Puxei os extratos dos 12 últimos meses de recebimento do benefício e descobri que estava pagando mensalidades á tal empresa desde setembro de 2023.
Liguei para o número 156 do Instituto, mas não havia opção para falar com um atendente.
Pesquisei no Google para ver que empresa era aquela e descobri um endereço em Brasilia.
Abaixo do desconto havia um número começado com 0800 e liguei. Uma moça me atendeu.
Pedi a exclusão do convênio e solicitei o estorno dos valores pagos. Ela tentou me explicar sobre os benefícios que eu ia deixar de ter (quais, se nem um panfleto ou explicação do que ofereciam tiveram a coragem de me enviar?) e disse, com a distorção de que eu estava rompendo um contrato, que se eu desistisse do negócio teria direito à devolução de apenas as duas últimas parcelas.
Resumindo, tinham me tomado quase 500 reais e se dispunham a devolver 164,00. No dia seguinte fui ao INSS solicitar o cancelamento e a devolução total do que havia sido retirado.
Muito gentilmente a atendente disse que era uma praxe instituída em todo o Brasil e que o INSS, apesar de conivente, não se responsabilizava pelo roubo. Só o Procon poderia me ajudar.
E como todo crime gera oportunidade de ganho para muitos, ao sair da agência fui abordada por um caçador de vítimas, que me levou a um escritório de advocacia. Tive medo, parecia uma ação orquestrada. Mas, como não tenho nada a temer nem a perder, fiz uma reclamação junto à Justica de Pequenas Causas, para reaver o que perdi e contribuir para estancar a roubalheira.
Também denunciei a empresa no site do Procom/DF, mas o email voltou, e no site Reclame Aqui, que já tem centenas de denúncias contra a tal Master Prev.
Desesperançada como Josef K, o personagem de Franz Kafka que luta contra um Estado invisível, injusto e repressor, fiz a minha parte.

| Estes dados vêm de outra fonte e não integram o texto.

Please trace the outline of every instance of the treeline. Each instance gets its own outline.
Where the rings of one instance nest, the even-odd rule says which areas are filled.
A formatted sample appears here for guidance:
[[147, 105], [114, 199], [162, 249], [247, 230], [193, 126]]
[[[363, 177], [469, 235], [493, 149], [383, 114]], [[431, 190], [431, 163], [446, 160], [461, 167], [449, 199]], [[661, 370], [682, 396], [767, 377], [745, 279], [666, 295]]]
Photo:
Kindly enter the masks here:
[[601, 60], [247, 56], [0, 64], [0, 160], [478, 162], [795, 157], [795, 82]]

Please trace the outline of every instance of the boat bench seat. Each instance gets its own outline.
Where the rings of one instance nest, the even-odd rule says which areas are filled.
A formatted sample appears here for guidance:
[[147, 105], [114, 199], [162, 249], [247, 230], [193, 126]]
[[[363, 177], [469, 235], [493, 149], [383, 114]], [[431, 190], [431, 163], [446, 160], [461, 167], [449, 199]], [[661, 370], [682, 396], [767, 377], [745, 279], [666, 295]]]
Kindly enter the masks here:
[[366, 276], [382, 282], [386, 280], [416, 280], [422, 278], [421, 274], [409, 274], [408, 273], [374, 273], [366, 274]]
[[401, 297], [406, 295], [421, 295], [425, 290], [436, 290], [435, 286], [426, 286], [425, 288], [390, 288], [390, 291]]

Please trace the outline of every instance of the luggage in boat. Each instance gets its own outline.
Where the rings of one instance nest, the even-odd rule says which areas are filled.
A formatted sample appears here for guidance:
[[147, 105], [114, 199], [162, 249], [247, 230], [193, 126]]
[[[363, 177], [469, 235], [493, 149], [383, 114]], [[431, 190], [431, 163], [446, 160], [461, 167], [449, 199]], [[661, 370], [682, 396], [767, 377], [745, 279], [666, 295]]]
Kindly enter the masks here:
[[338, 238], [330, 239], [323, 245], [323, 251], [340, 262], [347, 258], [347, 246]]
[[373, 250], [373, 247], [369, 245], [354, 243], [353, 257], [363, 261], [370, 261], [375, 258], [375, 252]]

Cancelei o convênio (já me alertaram que a qualquer momento ele ou outro pude voltar) e aguardo um desfecho justo para o caso. Meu dinheiro de volta e um pedido de desculpas, se possível.
Enquanto isso, faço o alerta aos aposentados. Entrem no aplicativo do INSS e pesquisem seus extratos de pagamento. Além dessas empresas fantasmas cobrando mensalidades, tem muito caso de empréstimos consignados sendo descontados da mesma forma.
É golpe de todo lado. Não dá para confiar em mais ninguém. Nem nas instituições públicas. A corrupção foi institucionalizada.